Un ora dopo, come previsto da
Martha, Castle ritornò
in salotto scusandosi per lo scatto di nervosismo. Imbarazzato per la
scenata
si barricò nello studio e controllò
l’agenda. Con tutti i pensieri che aveva in
testa, era da un po’ che non lo faceva e temeva di essersi
scordato qualche
appuntamento.
Infatti come aprì
l’agenda del computer vide le decine
di promemoria mandategli dalla sua agente, che servivano a ricordargli
il volo
per Washington fissato per l’indomani mattina.
Abbandonò la scrivania
per ritornare in sala e si
sedette sul divano accanto alla madre.
Stava guardando le news sulla ABC a
volume basso per
non disturbare Alexis.
“Devo partire per
Washington domani” disse al termine
di una notizia.
Il sindaco, suo amico, era in lizza
per le rielezioni.
Sua madre e sua figlia si voltarono
entrambe verso di
lui.
“Me ne ero dimenticato,
ho letto ora tutti i
promemoria di Paula”
“Per il tour di Heat
Rises?” domando Martha.
Castle annuì.
“E’ quella data
che avevi fatto rimandare perché Kate
era uscita da poco dall’ospedale?” chiese invece
Alexis.
Castle annuì anche a
lei, poi aggiunse “Solo due
giorni. Credo mi faranno bene. Prometto che non sarò
più così scontroso al mio
ritorno”
Kevin Ryan e Javier Esposito
stavano nella saletta
relax del distretto a bersi il loro meritato caffè di
metà mattina. Incollati
alla macchina per l’espresso fissavano, attraverso la parete
di vetro, Kate
Beckett che scriveva alla lavagna.
Esposito allargò le
veneziane con due dita “La vedi,
Ryan?”
“Si e sono quasi convinto
che non sia Beckett ma
Nathalie Rhodes travestita da Beckett”
“E’
inquietante, bro!”
“Già, non
è più lei. O meglio: è lei prima della
cura
a base di ‘Castle’!”
esclamò Ryan.
“Anche peggio, prima
qualche mezzo sorrisetto glielo
si riusciva a strappare” ricordò Javier.
“Ora a malapena respira,
è una macchina quella donna!”
“Ma che diavolo
sarà successo per ridurla così? Castle
ti ha detto niente?” domandò l’ispanico.
“Macchè,
è sempre nervoso ultimamente, non ci provo
nemmeno a fare domande..”
“Castle è
nervoso e teso come le corde di un violino,
Beckett è più acida di un limone, ma che hanno
combinato?” Chiese, più a se
stesso in realtà, Esposito “Yo,
venerdì? Ci si vede?”
“No, Castle mi ha scritto
che è a Washington a firmare
libri” spiegò Ryan.
Esposito sciacquò la sua
tazza e la ripose,
pensieroso.
“E se ce ne andassimo al
cinema io e te e lasciassimo
le ragazze da sole?” propose Kevin.
“Bro, stavo pensando la
stessa cosa, ma Lanie dice che
Beckett rifiuta sempre qualunque uscita..”
“Ma se chiedessi a Jenny
di incastrarla con i suoi doveri da
damigella? Sicuramente non
farà i salti di gioia ma non può neppure
rifiutare…”
“Kevin Ryan sei un
genio!” dandogli un pugnetto sulla spalla
in segno di approvazione.
“Sono un genio che
però non vuole arrivare all’altare
sulla sedia a rotelle!! Se Beckett ci scopre a tramare alle sue spalle
ci
spezza le ossa!”
“Naaa, non lo
scoprirà mai!” disse Esposito
avvicinando le mani e tamburellando con le dita, come un provetto
cospiratore.
“Lo spero
proprio!” rispose Ryan preoccupato.
“I
vostri
fidanzati saranno ridotti in polvere domani!”

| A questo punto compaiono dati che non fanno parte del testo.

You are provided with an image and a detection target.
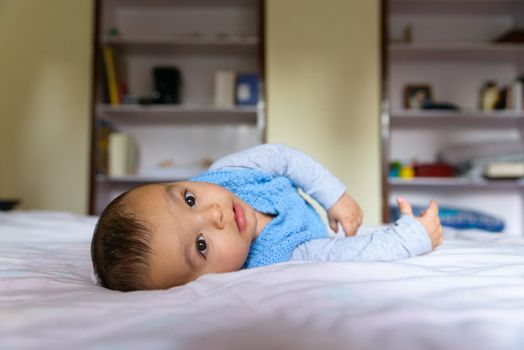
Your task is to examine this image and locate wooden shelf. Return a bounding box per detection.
[101,35,259,47]
[96,104,260,125]
[390,109,524,128]
[390,0,524,15]
[96,169,205,185]
[388,177,524,190]
[388,43,524,60]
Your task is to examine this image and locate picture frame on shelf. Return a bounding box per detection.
[404,84,433,109]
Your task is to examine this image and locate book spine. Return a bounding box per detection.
[108,132,129,177]
[511,81,524,112]
[214,70,236,108]
[102,46,120,106]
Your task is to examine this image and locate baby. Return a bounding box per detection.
[91,144,443,291]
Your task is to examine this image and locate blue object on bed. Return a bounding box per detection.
[389,205,505,233]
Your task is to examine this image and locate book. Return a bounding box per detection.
[102,45,120,106]
[214,70,236,108]
[108,132,138,177]
[95,119,114,175]
[484,162,524,179]
[236,74,260,106]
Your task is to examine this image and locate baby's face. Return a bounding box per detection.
[128,182,259,289]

Kate aveva bussato violentemente
alla porta di Lanie
per dei minuti.
Era venerdì sera. Era
stanca. E non voleva vedere
nessuno!
Era irritata e stressata.
Suo padre non faceva che chiamarla
per assicurarsi che
si fosse ripresa del tutto dall’operazione.
Lanie la riempiva di inviti e
suppliche affinchè
uscisse da casa.
Ryan e Esposito erano estenuanti
con le loro
occhiatacce e i loro patetici tentativi di imitare Castle e di farla
ridere.
E Castle… Beh non
l’aveva più sentito. Come aveva
deciso lei.
Se ne pentiva? Ogni giorno.
Ma aveva bisogno di tempo per
elaborare gli eventi. La
morte di Montgomery, la dichiarazione di Castle (che fingeva di non
ricordare),
la sparatoria, l’operazione, la rottura con Josh in mezzo
alla strada davanti a
tutti…
Troppe cose, tutte assieme.
Voleva solo starsene in pace e
provare ad andare
avanti.
Non le sembrava di riuscirci
però. A malapena stava a
galla. Ma da qualche parte doveva pur cominciare, no?
Bussò ancora
più violentemente alla porta di Lanie.
Aveva ricevuto la telefonata di una
Jenny in lacrime
che, disperata, le chiedeva di raggiungerla da Lanie perché
il matrimonio stava
andando a rotoli e non sapeva più da che parte proseguire
con i preparativi.
Dapprima restò
spiazzata. Lei non sapeva nulla di
matrimoni, perché chiamava lei?
Poi si ricordò che una
sposa ha bisogno delle sue
damigelle in questi momenti di crisi mistica da scelta del bouquet e
che
quindi, oltre a Lanie, voleva che fosse presente anche lei.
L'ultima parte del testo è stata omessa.